Hi everbody I am doing a project with F# but I get this error when ı use let num= line for the following code . I'm new at F# so I can not solve the problem. My code should do this things. User enter a number and calculate the fibonacci but if user enter not a number throw exception
open System
let rec fib n =
match n with
|0->0
|1->1
|2->1
|n->fib(n-1)+fib(n-2);;
let printFibonacci list =
for i=0 to (List.length list)-1 do
printf "%d " (list.Item(i));;
let control = true
while control do
try
printfn "Enter a Number:"
let num:int = Convert.ToInt32(stdin.ReadLine())
with
| :? System.FormatException->printfn "Number Format Exception";
let listFibonacci = [for i in 0 .. num-1->fib(i)]
printFibonacci(listFibonacci)
printfn "\n%A"(listFibonacci)
control<-false
Console.ReadKey(true)
exit 0;;
I'm not an F# expert but I can see 3 problems with the code you posted.
1) As Lasse V Karlsen commented - f# uses the 'offside' rule so your 'fib' expression needs the body indented in. If you are running this in the Visual Studio Shell it should warn you of this by putting a blue squiggly line under the appropriate code.
2) Both 'control' and 'num' are mutable values so need to be declared explicitly as such.
f# is a functional language so by default any expressions are immutable i.e they are not allowed to change state after they have been declared.
In f#, saying 'let n = expr' does not mean 'assign the value of expr to n' like you would in say c# or c++. Instead it means 'n fundamentally is expr' and will be forever much like a mathematical equation.
So if you want to update the value of a variable you use the special '<-' notation which is the equivalent of 'assign the value on rhs to the lhs' and you need to declare that variable as mutable i.e 'this value can be changed later'
So I think both num and control need to be declared at the top of the loop as
let mutable control = false
let mutable num = 0 // or whatever you want the initial value of num to be
As a side note you don't have to explicitly declare num as an int ( you can if you want ) but f# will infer the type for you
If I understand your code correctly, you want to keep asking for input number n until a valid number is given and print fibonacci numbers up to n. In this case, you'd better move the calculation and printing inside the try block.

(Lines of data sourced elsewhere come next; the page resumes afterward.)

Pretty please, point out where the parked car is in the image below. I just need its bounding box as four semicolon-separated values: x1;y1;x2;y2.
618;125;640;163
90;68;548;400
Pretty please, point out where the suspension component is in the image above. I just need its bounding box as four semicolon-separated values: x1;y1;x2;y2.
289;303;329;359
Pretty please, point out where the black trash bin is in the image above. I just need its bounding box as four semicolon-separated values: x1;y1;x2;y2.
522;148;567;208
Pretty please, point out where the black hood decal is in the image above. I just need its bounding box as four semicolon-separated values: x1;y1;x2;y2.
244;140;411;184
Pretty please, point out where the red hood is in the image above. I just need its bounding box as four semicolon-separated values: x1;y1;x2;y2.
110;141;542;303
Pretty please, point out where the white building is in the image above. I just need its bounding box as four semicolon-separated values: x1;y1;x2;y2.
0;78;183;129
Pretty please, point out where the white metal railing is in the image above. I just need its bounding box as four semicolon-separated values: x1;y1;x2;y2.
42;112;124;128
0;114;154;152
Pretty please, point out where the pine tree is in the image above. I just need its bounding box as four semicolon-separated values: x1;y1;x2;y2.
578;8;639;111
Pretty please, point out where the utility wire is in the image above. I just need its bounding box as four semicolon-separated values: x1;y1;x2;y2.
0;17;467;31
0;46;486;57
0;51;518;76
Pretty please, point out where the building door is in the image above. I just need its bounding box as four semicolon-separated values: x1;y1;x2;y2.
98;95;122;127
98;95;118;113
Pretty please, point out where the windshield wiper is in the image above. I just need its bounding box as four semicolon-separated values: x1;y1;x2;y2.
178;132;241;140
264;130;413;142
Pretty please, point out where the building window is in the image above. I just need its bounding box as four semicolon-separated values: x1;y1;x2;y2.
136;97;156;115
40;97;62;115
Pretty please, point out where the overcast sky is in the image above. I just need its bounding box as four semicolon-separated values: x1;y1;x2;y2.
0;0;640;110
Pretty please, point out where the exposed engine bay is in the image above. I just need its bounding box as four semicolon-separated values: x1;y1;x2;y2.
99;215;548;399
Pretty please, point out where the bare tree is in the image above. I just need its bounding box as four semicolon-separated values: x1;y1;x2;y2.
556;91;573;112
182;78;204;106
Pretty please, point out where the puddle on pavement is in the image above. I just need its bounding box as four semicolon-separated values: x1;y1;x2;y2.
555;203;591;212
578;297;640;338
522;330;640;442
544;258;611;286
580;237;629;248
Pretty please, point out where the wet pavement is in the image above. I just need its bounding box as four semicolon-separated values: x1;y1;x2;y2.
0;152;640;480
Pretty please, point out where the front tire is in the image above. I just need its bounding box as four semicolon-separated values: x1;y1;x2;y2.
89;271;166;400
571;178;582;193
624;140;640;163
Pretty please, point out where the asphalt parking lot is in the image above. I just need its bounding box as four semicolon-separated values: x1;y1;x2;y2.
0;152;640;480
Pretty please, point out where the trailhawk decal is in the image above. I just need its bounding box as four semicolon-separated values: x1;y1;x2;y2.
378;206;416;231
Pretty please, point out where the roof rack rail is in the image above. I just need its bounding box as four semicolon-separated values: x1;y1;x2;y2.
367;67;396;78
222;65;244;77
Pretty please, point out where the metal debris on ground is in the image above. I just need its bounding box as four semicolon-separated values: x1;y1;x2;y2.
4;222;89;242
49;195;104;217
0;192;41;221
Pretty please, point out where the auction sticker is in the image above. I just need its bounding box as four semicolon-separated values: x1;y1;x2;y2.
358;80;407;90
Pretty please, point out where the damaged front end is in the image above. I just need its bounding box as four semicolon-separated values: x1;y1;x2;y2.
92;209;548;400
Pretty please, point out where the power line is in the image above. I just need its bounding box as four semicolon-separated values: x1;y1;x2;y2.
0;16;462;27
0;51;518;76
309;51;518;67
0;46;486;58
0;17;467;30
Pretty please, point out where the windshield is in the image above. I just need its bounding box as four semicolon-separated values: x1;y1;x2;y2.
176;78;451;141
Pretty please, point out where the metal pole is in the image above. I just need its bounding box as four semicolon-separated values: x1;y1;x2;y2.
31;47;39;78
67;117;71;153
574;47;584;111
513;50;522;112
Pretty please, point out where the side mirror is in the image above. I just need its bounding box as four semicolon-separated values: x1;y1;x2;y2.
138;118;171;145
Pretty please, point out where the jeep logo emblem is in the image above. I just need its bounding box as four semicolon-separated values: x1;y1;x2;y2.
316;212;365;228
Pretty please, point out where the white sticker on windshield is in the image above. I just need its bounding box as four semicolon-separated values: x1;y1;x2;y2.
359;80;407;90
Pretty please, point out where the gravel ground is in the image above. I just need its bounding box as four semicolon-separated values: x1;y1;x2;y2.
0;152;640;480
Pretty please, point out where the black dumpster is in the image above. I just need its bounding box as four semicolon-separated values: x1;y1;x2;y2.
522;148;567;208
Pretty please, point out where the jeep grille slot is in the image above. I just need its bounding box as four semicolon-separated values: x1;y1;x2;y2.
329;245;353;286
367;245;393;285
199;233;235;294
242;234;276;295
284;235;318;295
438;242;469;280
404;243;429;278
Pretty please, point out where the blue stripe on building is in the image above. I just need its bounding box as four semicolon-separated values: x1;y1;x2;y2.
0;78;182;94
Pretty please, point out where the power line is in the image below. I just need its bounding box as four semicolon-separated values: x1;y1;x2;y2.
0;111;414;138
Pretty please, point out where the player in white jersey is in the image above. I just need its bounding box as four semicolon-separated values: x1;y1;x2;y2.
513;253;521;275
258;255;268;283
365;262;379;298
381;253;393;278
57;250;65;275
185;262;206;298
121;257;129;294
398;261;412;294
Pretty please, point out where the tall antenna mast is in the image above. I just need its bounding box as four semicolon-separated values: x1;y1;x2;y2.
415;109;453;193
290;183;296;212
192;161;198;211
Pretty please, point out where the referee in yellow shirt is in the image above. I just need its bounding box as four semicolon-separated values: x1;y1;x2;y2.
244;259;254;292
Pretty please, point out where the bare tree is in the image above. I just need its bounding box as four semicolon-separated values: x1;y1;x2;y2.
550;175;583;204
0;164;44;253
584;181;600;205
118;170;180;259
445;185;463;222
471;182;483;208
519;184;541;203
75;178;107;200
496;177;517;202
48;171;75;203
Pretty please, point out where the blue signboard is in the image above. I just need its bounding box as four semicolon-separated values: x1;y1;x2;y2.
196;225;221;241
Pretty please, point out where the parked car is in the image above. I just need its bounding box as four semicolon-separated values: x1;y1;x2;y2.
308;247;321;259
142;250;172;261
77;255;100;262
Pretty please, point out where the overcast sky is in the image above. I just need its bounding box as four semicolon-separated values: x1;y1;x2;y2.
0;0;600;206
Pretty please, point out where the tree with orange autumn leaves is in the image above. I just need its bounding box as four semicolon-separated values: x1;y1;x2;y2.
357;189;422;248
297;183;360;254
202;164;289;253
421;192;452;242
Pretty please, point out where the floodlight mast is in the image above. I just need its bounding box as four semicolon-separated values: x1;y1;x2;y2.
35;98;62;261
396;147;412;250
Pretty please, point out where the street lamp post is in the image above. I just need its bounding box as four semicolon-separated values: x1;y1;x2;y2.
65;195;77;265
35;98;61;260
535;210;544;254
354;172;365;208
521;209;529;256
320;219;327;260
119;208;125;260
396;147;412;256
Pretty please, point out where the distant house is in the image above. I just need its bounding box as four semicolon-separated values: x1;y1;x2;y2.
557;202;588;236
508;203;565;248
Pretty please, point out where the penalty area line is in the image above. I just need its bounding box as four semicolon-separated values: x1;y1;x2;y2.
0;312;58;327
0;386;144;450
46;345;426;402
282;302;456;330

Here's an updated version with formatting.
open System
let rec fib n =
match n with
|0->0
|1->1
|2->1
|n->fib(n-1)+fib(n-2);;
let printFibonacci list =
for i=0 to (List.length list)-1 do
printf "%d " (list.Item(i))
let mutable control = true //you forgot to add the 'mutable' keyword
while control do
try
printfn "Enter a Number:"
let num:int = Convert.ToInt32(stdin.ReadLine())

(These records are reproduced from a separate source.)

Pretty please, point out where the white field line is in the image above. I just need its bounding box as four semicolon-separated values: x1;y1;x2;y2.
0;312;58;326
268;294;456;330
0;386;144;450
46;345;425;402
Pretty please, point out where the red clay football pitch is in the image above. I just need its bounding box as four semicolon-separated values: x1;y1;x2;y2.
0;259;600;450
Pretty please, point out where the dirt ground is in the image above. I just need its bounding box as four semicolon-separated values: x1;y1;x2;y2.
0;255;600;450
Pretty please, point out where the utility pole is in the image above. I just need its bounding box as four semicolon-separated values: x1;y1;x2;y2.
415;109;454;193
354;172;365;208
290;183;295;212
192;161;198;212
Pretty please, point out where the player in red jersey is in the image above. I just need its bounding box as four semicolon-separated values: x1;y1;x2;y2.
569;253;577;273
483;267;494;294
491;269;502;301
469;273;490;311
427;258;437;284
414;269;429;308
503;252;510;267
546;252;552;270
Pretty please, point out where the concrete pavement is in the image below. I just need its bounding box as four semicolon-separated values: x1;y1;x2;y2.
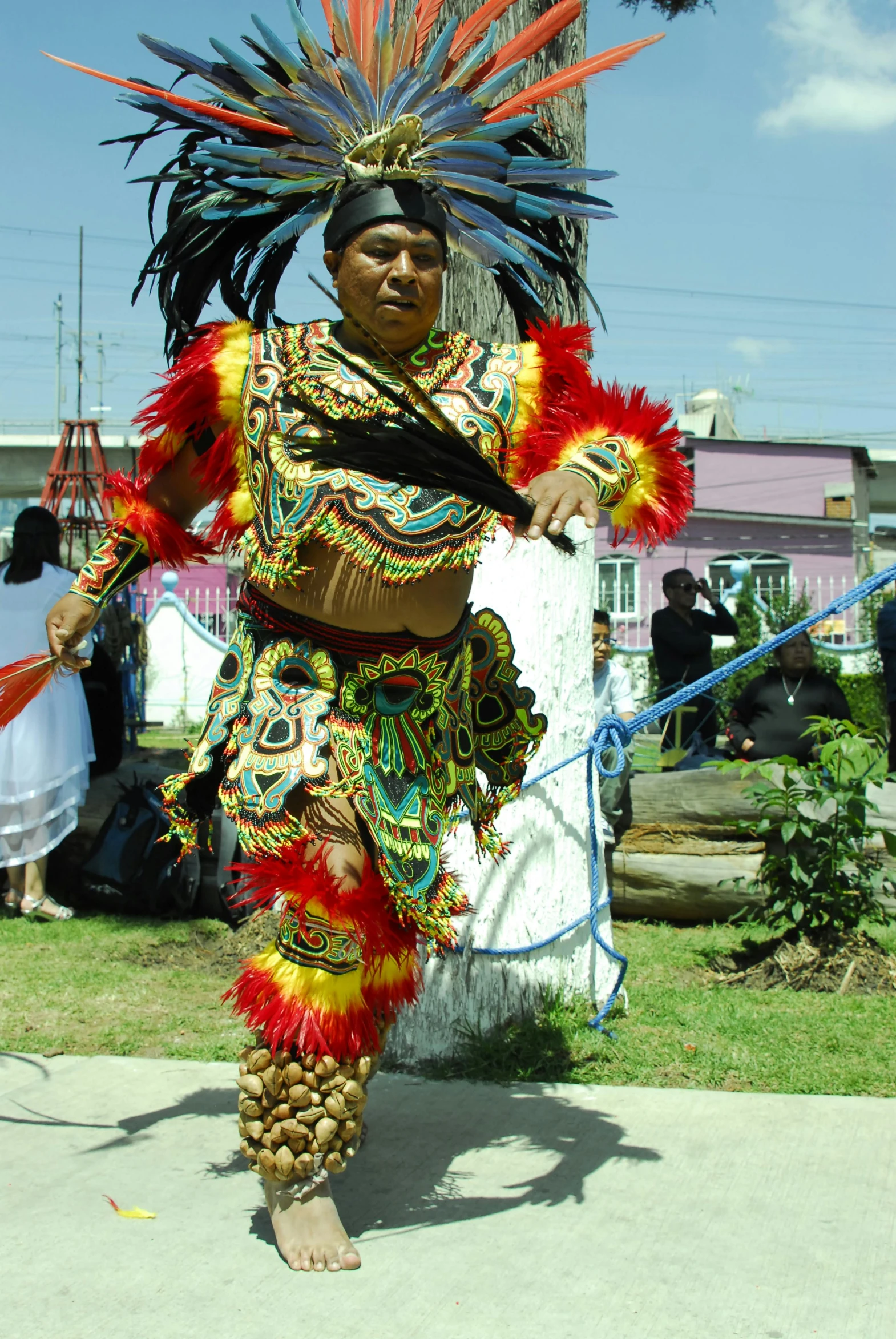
0;1055;896;1339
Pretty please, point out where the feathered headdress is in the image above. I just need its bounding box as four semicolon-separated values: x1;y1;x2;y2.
52;0;662;345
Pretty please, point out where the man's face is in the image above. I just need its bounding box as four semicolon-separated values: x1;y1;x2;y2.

let listFibonacci = [for i in 0 .. num-1 -> fib(i)]
printFibonacci(listFibonacci)
printfn "\n%A"(listFibonacci)
control <- false
with
| :? System.FormatException -> printfn "Number Format Exception"
//add the ignore statement to drop the resulting ConsoleKeyInfo struct
//or the compiler will complain about an unused value floating around.
Console.ReadKey(true) |> ignore
// exit 0 (* Exit isn't necessary *)
Instead of using an imperative style number entry routine and relying on exceptions for control flow, here's a recursive getNumberFromConsole function you could use as well:
open System
let rec fib n =
match n with
| 0 -> 0
| 1 | 2 -> 1
| n -> fib(n-1) + fib(n-2);;
let printFibonacci list =
for i=0 to (List.length list)-1 do
printf "%d " (list.Item(i))
//alternative number input, using recursion
let rec getNumberFromConsole() =
match Int32.TryParse(stdin.ReadLine()) with
| (true, value) -> value
| (false, _) -> printfn "Please enter a valid number"
getNumberFromConsole()
printfn "Enter a Number:"
let num = getNumberFromConsole()
let listFibonacci = [for i in 0 .. num-1 -> fib(i)]
printFibonacci(listFibonacci)
printfn "\n%A"(listFibonacci)
Console.ReadKey(true) |> ignore
P.S. Thanks for showing me stdin. I never knew it existed. Now I can write some interactive scripts.